Le ministre des Moudjahidine et des Ayants-droit, Abdelmalek Tacherift, a insisté lundi à Alger sur l’importance de la loi relative à la criminalisation de la colonisation française en Algérie, affirmant qu’elle confirme que « l’Algérie victorieuse ne transige jamais sur sa mémoire nationale ».
Présentant ce texte devant les membres du Conseil de la nation, M. Tacherift a souligné que cette loi « concrétise l’engagement de l’État algérien à préserver sa mémoire nationale et à consacrer la vérité historique ». Elle réaffirme également « le droit inaliénable du peuple algérien à la reconnaissance des crimes coloniaux », en exigeant excuses et réparation, afin de renforcer la justice historique et d’établir des relations fondées sur le respect mutuel.

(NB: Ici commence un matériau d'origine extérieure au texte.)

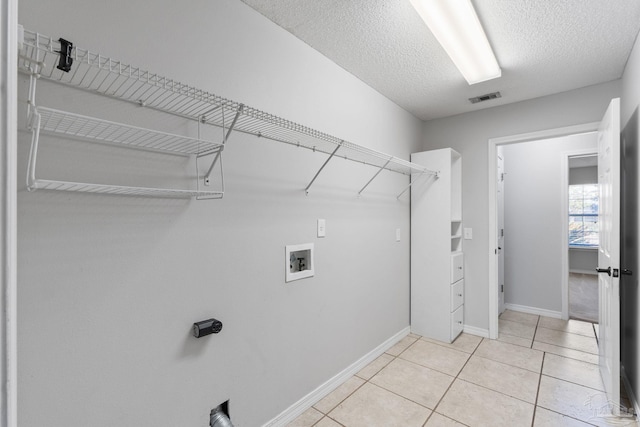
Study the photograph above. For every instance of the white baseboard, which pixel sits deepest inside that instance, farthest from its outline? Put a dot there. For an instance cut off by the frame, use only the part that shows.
(534, 310)
(627, 386)
(295, 410)
(472, 330)
(591, 272)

Le ministre a ajouté que ce texte confirme la position ferme de l’Algérie, qui « n’accepte aucun compromis ni atteinte à sa mémoire historique quelles que soient les circonstances ou les prétextes ». Il a mis en avant « l’importance particulière » que l’État, sous la direction du président de la République Abdelmadjid Tebboune, accorde à la préservation de la mémoire nationale.
Selon lui, cette loi constitue « un pas qualitatif » dans le renforcement du système législatif national relatif à la protection de la mémoire, et traduit l’attachement de l’État et de ses institutions constitutionnelles à leur droit souverain de défendre l’histoire nationale par tous les moyens.
M. Tacherift a rappelé que l’évocation des crimes de la colonisation française ne relève pas seulement du passé, mais d’un « devoir moral et historique », au regard des atrocités commises : exil, déplacements forcés, torture systématique, confiscation des terres et tentatives d’effacement de l’identité nationale. Il a souligné que ces crimes, qui ont causé des millions de martyrs et laissé des séquelles matérielles, psychologiques et environnementales encore visibles aujourd’hui, sont imprescriptibles selon les chartes et principes internationaux.
« Il ne saurait y avoir de justice humaine sans reconnaissance, ni d’avenir digne sans réparation », a-t-il affirmé, rappelant que le colonisateur avait mobilisé tous les moyens juridiques, administratifs et militaires pour priver le peuple algérien de ses droits et réprimer une résistance qui s’est intensifiée jusqu’au triomphe de la Révolution de Novembre.
Pour mémoire, le texte de loi comporte 27 articles répartis en 5 axes, définissant la nature juridique des crimes coloniaux en Algérie comme des crimes imprescriptibles, précisant la responsabilité de l’État français vis-à-vis de son passé colonial, et établissant les mécanismes pour exiger reconnaissance et excuses officielles.